The busy girl buys beauty
The pretty girl buys style
And the simple girl buys
What she's told to buyWhat will you do
When you wake up one morning
To find that God's made you plain
In a beautiful person's world (...)

A most disgusting song - Rodriguez (1971)

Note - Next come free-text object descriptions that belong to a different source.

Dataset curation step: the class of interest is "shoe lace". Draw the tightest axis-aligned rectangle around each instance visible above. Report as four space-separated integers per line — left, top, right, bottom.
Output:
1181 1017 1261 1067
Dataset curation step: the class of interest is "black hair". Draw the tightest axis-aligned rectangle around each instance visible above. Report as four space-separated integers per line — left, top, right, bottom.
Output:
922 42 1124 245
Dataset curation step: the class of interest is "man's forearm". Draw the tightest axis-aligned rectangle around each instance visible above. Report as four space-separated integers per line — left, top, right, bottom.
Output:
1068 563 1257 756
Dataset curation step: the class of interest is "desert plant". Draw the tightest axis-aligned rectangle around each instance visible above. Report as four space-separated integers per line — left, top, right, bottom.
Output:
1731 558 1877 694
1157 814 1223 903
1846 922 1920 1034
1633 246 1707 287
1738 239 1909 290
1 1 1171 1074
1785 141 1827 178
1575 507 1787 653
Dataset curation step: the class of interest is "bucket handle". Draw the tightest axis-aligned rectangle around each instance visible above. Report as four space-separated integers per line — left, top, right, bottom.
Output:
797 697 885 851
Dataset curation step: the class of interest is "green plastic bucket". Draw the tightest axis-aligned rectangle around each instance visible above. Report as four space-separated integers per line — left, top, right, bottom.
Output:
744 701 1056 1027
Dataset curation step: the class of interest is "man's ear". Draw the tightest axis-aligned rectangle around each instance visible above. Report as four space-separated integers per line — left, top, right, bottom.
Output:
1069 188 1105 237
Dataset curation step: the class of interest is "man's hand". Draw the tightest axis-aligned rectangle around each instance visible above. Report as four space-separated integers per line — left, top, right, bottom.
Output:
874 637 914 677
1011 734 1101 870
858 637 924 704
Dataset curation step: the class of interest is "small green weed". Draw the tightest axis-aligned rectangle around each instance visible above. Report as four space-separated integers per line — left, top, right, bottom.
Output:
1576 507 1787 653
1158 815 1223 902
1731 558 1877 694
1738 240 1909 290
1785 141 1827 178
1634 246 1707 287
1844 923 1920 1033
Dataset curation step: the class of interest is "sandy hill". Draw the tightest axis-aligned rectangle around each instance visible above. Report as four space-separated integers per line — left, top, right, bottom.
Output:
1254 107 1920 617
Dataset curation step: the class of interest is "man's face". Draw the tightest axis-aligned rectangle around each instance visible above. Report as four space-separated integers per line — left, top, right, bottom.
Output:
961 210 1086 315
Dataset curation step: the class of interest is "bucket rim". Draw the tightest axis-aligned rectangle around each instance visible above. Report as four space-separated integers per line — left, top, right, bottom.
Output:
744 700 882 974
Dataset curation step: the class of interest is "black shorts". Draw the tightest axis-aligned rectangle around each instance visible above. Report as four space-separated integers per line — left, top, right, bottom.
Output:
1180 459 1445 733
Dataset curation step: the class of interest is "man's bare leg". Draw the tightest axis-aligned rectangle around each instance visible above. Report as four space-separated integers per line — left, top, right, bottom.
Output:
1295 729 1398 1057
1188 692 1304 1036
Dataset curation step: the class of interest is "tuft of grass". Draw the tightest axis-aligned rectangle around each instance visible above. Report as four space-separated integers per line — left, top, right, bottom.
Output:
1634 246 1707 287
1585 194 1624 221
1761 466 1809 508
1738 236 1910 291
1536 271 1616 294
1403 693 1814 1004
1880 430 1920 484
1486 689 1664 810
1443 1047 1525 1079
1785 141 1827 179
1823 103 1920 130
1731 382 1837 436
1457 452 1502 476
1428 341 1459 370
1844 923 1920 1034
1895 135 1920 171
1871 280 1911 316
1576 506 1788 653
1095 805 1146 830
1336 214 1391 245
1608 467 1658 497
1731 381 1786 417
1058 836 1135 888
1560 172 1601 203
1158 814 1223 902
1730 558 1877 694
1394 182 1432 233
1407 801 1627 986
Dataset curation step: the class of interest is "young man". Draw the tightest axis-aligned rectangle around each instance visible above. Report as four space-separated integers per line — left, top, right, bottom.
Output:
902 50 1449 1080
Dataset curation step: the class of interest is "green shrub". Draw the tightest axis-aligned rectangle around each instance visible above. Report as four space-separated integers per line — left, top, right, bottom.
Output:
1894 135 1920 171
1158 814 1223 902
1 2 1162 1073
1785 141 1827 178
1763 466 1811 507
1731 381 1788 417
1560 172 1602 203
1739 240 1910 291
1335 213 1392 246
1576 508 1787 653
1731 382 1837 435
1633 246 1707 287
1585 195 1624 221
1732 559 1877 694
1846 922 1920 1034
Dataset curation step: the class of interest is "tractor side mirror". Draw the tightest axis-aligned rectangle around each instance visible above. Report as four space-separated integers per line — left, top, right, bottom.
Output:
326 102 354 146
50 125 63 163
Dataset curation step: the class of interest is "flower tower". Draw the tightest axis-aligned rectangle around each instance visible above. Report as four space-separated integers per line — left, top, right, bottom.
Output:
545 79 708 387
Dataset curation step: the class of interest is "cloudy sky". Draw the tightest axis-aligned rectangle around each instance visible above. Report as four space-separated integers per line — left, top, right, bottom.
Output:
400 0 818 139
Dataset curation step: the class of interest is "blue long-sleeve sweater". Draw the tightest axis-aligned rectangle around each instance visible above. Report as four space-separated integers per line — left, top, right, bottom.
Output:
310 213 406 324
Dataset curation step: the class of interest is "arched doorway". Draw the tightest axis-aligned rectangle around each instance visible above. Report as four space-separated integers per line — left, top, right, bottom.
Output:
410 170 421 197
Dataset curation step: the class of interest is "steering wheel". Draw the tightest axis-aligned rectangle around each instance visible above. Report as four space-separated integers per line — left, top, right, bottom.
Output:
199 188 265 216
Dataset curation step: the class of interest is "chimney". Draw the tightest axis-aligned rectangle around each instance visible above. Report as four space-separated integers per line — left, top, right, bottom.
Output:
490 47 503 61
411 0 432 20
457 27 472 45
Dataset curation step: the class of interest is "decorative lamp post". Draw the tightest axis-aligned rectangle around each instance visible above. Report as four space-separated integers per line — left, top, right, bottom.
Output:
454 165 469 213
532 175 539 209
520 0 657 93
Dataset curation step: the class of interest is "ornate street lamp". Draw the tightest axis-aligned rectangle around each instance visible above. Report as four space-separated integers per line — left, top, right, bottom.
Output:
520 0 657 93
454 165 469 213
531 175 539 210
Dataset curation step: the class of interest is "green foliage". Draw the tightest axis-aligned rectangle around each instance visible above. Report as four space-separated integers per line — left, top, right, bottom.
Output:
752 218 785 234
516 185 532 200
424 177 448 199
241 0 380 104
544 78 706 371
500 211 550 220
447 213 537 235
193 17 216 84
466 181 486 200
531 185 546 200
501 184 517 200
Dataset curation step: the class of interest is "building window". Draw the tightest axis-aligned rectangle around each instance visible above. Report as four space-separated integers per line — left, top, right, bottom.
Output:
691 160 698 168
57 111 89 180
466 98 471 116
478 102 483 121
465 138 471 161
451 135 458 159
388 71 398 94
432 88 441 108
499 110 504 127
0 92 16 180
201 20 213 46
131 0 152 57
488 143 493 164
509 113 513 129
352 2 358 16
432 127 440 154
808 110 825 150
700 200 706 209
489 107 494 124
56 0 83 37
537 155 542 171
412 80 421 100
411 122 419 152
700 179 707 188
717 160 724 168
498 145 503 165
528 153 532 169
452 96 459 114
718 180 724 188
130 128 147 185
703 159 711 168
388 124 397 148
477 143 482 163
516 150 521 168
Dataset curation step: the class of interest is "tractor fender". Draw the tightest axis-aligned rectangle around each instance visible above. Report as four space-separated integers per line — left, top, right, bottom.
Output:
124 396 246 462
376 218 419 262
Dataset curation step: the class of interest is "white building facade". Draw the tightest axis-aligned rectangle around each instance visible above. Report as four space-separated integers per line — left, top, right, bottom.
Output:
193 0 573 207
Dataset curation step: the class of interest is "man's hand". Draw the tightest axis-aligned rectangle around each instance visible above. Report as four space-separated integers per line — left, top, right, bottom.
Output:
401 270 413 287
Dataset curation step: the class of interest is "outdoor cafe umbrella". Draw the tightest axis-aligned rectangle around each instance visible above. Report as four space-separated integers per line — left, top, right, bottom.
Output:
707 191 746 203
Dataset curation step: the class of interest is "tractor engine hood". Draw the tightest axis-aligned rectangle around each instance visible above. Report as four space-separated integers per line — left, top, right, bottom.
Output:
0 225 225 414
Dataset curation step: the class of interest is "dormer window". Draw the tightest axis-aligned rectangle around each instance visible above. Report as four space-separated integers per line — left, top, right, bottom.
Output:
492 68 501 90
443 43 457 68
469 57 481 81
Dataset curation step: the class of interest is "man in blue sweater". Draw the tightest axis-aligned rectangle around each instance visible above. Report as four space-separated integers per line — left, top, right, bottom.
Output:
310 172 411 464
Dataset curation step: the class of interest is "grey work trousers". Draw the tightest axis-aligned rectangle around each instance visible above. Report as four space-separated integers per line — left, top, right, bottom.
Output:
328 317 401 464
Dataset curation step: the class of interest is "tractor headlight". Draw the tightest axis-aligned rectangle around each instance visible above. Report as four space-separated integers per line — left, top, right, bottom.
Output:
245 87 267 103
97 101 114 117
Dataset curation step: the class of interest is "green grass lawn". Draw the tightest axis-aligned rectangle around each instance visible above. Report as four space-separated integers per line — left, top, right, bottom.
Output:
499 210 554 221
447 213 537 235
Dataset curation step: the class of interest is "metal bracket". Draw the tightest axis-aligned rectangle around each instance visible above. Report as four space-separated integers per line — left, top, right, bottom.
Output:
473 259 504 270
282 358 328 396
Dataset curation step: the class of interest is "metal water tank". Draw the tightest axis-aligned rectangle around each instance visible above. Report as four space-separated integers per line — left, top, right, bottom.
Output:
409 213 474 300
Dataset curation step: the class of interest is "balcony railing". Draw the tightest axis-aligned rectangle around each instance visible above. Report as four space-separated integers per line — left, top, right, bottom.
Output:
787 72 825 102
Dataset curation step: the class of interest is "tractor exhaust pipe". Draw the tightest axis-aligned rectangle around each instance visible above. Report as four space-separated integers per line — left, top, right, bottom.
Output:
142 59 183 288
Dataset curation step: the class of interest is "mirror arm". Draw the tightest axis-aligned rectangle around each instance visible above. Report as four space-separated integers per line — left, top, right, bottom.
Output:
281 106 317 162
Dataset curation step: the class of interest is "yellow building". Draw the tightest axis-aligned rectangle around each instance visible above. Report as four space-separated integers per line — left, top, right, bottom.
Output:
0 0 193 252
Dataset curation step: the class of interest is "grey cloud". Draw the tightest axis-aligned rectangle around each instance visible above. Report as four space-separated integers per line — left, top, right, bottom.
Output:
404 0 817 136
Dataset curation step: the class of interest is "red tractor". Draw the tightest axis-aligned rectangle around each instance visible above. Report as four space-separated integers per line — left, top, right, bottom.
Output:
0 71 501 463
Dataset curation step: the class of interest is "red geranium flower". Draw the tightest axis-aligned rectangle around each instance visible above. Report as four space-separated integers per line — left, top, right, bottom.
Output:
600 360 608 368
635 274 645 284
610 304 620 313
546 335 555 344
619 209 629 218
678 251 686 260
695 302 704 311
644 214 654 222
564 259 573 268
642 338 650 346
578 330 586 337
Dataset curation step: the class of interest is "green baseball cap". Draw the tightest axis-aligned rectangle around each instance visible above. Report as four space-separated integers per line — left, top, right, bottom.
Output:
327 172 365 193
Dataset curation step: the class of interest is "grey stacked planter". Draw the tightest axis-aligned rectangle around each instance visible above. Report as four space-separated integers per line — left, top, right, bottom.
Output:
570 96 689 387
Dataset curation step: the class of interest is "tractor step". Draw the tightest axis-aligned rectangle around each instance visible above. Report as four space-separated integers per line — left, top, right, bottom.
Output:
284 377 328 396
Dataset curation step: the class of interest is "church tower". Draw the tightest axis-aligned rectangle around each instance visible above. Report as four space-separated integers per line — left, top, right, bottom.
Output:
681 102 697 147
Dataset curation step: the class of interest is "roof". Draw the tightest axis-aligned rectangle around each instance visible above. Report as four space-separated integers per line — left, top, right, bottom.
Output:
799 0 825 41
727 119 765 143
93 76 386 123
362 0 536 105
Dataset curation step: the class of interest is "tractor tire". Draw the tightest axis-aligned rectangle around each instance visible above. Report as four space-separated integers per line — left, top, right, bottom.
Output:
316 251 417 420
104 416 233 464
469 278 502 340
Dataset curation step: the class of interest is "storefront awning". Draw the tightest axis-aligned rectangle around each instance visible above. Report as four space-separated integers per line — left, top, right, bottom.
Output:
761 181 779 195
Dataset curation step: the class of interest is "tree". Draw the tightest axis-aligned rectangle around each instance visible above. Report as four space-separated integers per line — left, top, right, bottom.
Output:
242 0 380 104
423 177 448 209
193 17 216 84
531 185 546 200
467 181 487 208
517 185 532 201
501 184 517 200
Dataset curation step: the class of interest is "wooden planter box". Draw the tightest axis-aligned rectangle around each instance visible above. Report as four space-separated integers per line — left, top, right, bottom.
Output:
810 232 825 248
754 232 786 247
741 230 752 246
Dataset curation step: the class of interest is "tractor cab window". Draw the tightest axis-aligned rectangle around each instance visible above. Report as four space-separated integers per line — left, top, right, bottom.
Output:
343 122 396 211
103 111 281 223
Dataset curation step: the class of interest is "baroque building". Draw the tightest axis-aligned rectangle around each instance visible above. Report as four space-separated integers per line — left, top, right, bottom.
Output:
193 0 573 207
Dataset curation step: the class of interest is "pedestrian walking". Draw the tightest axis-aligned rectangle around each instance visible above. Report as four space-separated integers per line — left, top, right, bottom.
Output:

Gigs in Bars aller Orten, vor Menschen aller Sorten, beschrieben in reimenden Worten. Rodriguez beschreibt das Milieu in dem er sich bewegt, auch im gerade besungenen Moment. Diese Beschreibung wird von gelassener Barmusik lediglich untermalt. Die Musik ist nicht das Wesentliche an einem solchen Ort. Das Wesentliche in einer Bar sind die Menschen, eigentümlich, verschieden. Egal ob reich oder arm, schwarz oder weiß, un­schuldig oder kriminell, ängstlich oder abgebrüht - hier sind sie ebenbürtig. Ihre Laster und Bedürfnisse, ihre Schwächen und Einsamkeiten machen sie gleich. Vermutlich hat sich Patrick deWitt für seinen Roman "Ablutions" (ebenfalls most disgusting, aber sehr lesenswert) hier inspirieren lassen. Wäre der Autor nicht erst vier Jahre nach Erscheinen des Songs geboren, könnte man meinen, er hätte in derselben B­ar gesessen und sich Notizen gemacht. Zumal der Untertitel des Romans "Notes for a Novel" lautet. 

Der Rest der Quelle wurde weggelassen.